12 Par décision du 9 juin 2021, la région urbaine d’Aix-la-Chapelle a rejeté une demande visant à l’octroi de cette aide à l’intégration pour l’année scolaire 2021/2022, au motif que la requérante au principal ayant sa résidence habituelle en Belgique ne remplit pas la condition de résidence sur le territoire national découlant de l’article 101, paragraphe 1, du SGB IX. Par décision du 20 août 2021, cette autorité a, pour le même motif, rejeté l’opposition formée par la requérante au principal
contre la décision initiale de rejet.
13 Par jugement du 25 janvier 2022, le Sozialgericht Aachen (tribunal du contentieux social d’Aix-la-Chapelle, Allemagne) a rejeté, également pour ce motif, le recours introduit par la requérante au principal, représentée par ses parents, contre ces décisions. Cette juridiction a, en outre, considéré que le droit à l’aide à l’intégration sous forme de prestations d’assistance scolaire aux enfants handicapés prévue par le SGB IX ne saurait davantage être fondé sur le droit de l’Union, dès lors que
celle-ci ne relève pas des « prestations de maladie », visées à l’article 3, paragraphe 1, du règlement no 883/2004, et que l’article 3, paragraphe 5, sous a), de ce règlement dispose expressément que ledit règlement ne s’applique pas à l’« assistance sociale et médicale ».
14 La requérante au principal, représentée par ses parents, a saisi le Landessozialgericht Nordrhein-Westfalen (tribunal supérieur du contentieux social de Rhénanie-du-Nord-Westphalie, Allemagne), qui est la juridiction de renvoi, d’un recours visant à réformer ce jugement et à condamner la région urbaine d’Aix-la-Chapelle, en modifiant la décision du 9 juin 2021, telle que confirmée par la décision du 20 août 2021, à lui rembourser les frais engagés pour le recours à une assistance scolaire pour la
période comprise entre le1er août 2021 et le 30 novembre 2021, à hauteur de 12782,32 euros, la Communauté germanophone de Belgique ayant pris en charge, à titre gracieux, les frais d’accompagnement scolaire pour la période allant du 1er décembre 2021 au 30 juin 2022.
15 La juridiction de renvoi constate que, au regard du droit national, le recours dont elle est saisie devrait être rejeté.
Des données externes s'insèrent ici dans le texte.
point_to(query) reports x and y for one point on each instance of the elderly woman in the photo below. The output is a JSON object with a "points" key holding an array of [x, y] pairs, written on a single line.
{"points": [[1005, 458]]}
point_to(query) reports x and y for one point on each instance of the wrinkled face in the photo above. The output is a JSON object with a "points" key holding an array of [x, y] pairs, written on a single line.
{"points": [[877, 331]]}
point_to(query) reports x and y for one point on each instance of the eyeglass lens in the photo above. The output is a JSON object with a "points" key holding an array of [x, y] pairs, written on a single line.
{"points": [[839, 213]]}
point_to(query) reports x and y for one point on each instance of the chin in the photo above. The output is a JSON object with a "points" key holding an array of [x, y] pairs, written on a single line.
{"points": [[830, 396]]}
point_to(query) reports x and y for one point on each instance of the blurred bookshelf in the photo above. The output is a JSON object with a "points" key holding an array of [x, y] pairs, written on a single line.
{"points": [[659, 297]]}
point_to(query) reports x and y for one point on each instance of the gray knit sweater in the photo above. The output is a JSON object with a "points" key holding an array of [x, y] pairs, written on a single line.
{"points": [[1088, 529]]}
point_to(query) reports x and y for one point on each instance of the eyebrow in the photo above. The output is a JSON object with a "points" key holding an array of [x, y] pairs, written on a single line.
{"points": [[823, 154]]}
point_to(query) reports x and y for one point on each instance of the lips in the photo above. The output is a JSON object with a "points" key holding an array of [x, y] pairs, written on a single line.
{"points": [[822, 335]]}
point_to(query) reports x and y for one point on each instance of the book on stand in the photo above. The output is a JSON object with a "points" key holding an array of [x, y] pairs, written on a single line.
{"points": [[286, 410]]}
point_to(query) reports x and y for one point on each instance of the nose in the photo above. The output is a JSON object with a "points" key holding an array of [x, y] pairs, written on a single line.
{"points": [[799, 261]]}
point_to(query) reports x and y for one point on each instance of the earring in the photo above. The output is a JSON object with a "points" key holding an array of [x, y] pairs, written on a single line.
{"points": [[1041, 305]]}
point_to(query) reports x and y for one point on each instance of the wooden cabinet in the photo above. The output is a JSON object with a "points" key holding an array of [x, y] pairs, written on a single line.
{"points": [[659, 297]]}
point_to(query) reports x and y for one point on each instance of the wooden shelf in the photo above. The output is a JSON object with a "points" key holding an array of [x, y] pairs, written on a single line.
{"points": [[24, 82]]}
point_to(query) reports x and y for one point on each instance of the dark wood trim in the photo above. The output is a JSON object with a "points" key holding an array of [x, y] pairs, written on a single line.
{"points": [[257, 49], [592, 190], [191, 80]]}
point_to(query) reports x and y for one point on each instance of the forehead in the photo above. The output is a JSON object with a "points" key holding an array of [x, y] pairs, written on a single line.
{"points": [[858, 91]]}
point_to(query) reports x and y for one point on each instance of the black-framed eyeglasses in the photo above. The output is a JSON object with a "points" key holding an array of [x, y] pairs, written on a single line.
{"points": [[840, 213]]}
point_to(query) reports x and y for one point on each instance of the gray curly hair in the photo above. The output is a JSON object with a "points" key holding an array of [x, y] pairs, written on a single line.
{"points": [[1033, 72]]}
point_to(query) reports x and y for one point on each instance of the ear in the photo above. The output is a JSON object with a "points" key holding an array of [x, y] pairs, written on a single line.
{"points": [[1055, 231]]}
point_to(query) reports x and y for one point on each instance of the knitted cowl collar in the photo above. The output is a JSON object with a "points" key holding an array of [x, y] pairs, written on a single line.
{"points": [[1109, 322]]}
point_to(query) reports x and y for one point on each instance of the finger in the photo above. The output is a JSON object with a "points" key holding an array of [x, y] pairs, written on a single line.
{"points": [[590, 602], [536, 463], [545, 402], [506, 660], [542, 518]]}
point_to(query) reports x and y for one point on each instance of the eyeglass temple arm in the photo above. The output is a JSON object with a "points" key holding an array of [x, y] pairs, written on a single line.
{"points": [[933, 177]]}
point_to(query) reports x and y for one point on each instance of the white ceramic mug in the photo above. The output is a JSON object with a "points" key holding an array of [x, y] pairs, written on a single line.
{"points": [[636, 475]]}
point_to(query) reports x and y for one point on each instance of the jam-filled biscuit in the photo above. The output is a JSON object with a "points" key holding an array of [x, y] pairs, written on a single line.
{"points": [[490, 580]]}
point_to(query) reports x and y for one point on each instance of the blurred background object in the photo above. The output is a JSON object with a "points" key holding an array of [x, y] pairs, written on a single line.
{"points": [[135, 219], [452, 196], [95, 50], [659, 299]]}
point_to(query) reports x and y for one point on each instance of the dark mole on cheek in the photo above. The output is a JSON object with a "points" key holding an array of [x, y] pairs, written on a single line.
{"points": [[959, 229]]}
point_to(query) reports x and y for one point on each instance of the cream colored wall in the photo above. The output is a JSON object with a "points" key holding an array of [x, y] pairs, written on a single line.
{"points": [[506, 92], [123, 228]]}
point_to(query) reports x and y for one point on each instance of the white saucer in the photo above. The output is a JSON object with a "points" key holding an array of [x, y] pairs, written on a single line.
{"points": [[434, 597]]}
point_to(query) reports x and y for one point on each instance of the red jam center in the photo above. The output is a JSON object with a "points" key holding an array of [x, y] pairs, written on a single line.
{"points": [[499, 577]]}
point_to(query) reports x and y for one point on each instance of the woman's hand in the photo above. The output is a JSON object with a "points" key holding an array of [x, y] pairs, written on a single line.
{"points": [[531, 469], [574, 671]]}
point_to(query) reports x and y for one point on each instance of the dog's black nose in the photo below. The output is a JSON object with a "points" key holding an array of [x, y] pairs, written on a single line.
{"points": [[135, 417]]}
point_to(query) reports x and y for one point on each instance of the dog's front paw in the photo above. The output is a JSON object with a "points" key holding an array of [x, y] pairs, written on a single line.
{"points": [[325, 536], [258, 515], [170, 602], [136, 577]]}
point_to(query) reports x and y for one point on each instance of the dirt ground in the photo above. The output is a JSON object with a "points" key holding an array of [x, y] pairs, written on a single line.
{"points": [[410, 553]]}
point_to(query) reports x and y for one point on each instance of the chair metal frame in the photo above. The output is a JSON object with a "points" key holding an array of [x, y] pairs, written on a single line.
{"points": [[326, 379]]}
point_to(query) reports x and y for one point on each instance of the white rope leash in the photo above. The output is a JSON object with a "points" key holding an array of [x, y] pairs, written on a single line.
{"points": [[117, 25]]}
Elle s’interroge cependant sur le point de savoir si le droit national est, à cet égard, compatible avec le droit de l’Union.
16 En premier lieu, cette juridiction se demande si la présente affaire relève du champ d’application du règlement no 883/2004. En tant que prestation de participation à l’éducation sous forme d’une assistance scolaire aux enfants handicapés, l’aide à l’intégration en cause au principal ne semblerait pas constituer une prestation de sécurité sociale relevant du champ d’application matériel de ce règlement, dès lors qu’elle n’est pas subordonnée à des exigences objectives, tel, notamment, le degré de
handicap, et qu’elle est accordée en fonction des besoins personnels de l’intéressé, sur la base d’un examen individuel de ces besoins par l’autorité nationale compétente.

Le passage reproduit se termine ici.